The way humans produce, distribute and consume power will be cleaner, cheaper, and infinitely more complex within the next decade. In The Energy Switch, leading energy industry expert Peter Kelly-Detwilerlooks at all aspects of the how we got here, where we are going, and the implications for all of us in our daily lives.
Kelly-Detwiler takes readers to the frontlines of the energy revolution. Meet Steve Collins, an executive from Commercial Development Corporation, the company that blew up two $570-million-dollar concrete cooling towers to create a staging ground for the new $70 billion U.S. offshore wind industry; Rob Threlkeld, a General Motors executive who convinced the auto giant to sign multiple 20-year renewable energy contracts worth hundreds of millions; Kevin McAlpin, a Texas homeowner who buys the power for his home on the electricity spot market – where prices can soar from less than one cent a kilowatthour to $9.00 over the course of a single day; Dr. Kristin Persson, who oversees a supercomputer that can process data at 30 quadrillion calculations per second, in the quest for better renewable energy and battery technologies; and John Davis, a Texas rancher who can keep his land intact, with help from the royalty payments from seven turbines spinning on his range.
Energy creation and distribution has driven society’s progress for centuries. Today, people are increasingly aware that it is imperative that humans move towards a cleaner, digitized, and democratized energy economy. The Energy Switch is about that multi-trillion dollar transformation, told from the perspective of those leading us to that bright future.

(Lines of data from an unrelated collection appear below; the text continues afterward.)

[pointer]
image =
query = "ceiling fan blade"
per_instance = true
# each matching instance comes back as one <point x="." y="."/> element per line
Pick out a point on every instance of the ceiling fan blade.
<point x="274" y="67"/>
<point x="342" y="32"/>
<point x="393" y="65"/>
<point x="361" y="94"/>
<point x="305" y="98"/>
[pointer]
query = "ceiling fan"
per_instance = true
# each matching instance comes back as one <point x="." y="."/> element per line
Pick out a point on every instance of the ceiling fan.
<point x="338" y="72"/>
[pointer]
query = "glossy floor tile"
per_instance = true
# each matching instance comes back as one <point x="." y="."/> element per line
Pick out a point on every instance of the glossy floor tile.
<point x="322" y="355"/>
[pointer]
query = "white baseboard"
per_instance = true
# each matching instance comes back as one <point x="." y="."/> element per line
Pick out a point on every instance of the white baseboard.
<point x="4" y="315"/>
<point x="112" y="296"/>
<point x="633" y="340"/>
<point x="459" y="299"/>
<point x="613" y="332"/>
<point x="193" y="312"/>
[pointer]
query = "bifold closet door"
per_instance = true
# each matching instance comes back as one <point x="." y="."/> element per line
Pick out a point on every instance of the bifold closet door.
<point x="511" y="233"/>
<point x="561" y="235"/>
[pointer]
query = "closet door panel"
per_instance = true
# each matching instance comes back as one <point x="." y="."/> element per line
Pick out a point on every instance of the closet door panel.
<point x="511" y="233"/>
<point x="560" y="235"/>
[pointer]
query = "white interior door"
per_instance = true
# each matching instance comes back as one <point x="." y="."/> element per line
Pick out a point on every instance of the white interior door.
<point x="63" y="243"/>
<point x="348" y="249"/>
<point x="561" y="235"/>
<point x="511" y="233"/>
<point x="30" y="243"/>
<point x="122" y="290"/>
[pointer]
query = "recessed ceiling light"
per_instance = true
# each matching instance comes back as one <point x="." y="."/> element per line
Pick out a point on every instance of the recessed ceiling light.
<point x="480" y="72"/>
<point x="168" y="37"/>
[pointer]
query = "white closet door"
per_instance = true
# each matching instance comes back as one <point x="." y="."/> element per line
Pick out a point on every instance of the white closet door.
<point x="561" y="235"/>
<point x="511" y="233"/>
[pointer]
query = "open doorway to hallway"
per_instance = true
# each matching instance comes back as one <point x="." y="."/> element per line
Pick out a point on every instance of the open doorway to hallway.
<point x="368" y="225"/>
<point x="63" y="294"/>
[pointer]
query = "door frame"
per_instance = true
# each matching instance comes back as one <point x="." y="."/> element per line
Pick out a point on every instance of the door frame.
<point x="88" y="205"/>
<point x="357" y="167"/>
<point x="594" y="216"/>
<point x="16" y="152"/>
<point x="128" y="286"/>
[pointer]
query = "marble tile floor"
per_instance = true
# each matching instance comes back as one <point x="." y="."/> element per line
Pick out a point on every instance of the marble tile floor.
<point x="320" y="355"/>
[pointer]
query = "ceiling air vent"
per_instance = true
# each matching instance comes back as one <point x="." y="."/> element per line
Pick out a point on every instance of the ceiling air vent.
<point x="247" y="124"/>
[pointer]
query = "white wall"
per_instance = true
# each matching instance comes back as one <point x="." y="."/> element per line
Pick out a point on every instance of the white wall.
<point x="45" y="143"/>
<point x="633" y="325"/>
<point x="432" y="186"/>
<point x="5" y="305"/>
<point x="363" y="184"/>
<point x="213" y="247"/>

It was sooo good until chapter 7, on solar. The two wind chapters after that were alright. This book shines in its discussion of electricity as a commodity. Kelly-Detwiler's energy markets background is clearly vast. I wish he had spent more time here; on subjects like the markets run by RTOs and capacity auctions. I increasingly think these things are just as important as all the incremental gains made on generation r&d, if not more. So why not spend more time there? It's clearly his expertise!
But the sections on energy storage systems, solar, corporate governance, gas turbines, and EVs are poorly written, too engaged in personal narrative, and repetitive. Each of these chapters has an important nugget or two, but not enough to justify the droning on.
Anyway, I would recommend the first 5 chapters. The ghost of The Prize haunts my reviews of energy books... everything pales in comparison.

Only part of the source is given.